What, then, is the film saying politically in its final third? Quite clearly the villains are the lawyers and businessmen who somehow have remained wealthy, and whose greed squanders the nation’s available resources, keeping the wealth tightly in their own hands to the exclusion of the needy. Deeds, on the other hand, is determined to help the needy with his wealth. This, Cedar declares angrily, will collapse “our entire system”. The country is, he says, economically incapacitated, and Deeds’ “childish ravings” will merely foment unrest. Obviously, he sees sharing the wealth as inimical to the capitalist ideal – his own well-being. Does the film then support some kind of socialist alternative, a redistribution of power? Even the mildly leftist New Deal? No, Capra and Riskin immediately have Cedar declaim that fixing the plight of the poor must be left up to the government. This proposition (“support” of the New Deal) is put in the mouth of a thoroughly discredited character and is thus discredited by association; further, the fact that the desperate poor seem to have no recourse but to flock to Deeds for assistance indicates that the government is failing completely in this task. The New Deal is discarded, leaving only one alternative solution: Deeds.

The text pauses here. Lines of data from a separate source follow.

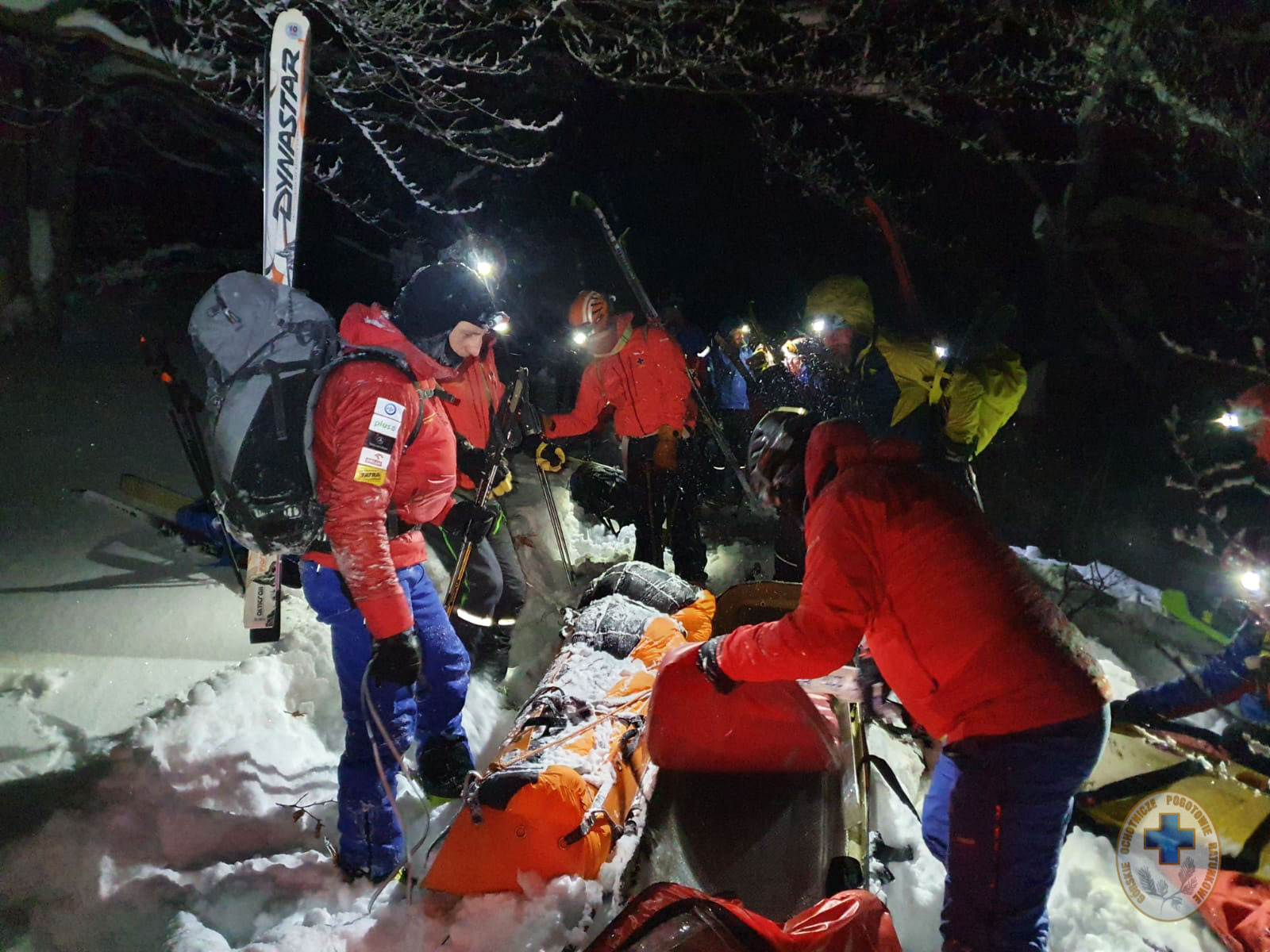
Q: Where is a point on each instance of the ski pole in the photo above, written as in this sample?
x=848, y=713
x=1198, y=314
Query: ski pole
x=493, y=455
x=855, y=871
x=554, y=514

There is to be no broadening of the political base. Although Deeds appears to be a democrat – he constantly objects to signs of subservience in his manservant – he nonetheless maintains his position of power in relation to the household staff; in the scene dealing with the echo in the hall, he seems to treat the staff as equals and partners – only to restore them firmly to their place by withdrawing abruptly from the game, leaving them to look slightly foolish, saying “let that be a lesson to you”.

The film’s solution is to have the poor apply to the wealthy, well-intentioned philanthropist for relief. In implementing his plan to provide new farms for the farmers, Deeds retains full control of all the details (he even oversees the purchasing of the equipment and livestock); this is used to show his admirable dedication, but actually implies that the poor and dispossessed are not capable of taking on larger responsibilities. They are essentially children who must be guided by a paternalistic benefactor. The film ultimately calls for a virtually feudal solution to the nation’s economic problems, asserting the power of the individual above that of any political/economic structure. The conclusion of the film returns to the fairy tale unreality of the beginning: life would be wonderful if only the wealthy would do their duty. But in asserting this, the film raises one particular individual to a position of power while relegating so many others to a nameless position among the faceless crowd.

In a typically American conclusion, Capra and Riskin offer up an untenably individualistic solution to a broad social problem. In Mr Deeds Goes To Town they call for a return to values which have never really existed and so finally disconnect themselves from the social situation they have ostensibly set out to resolve.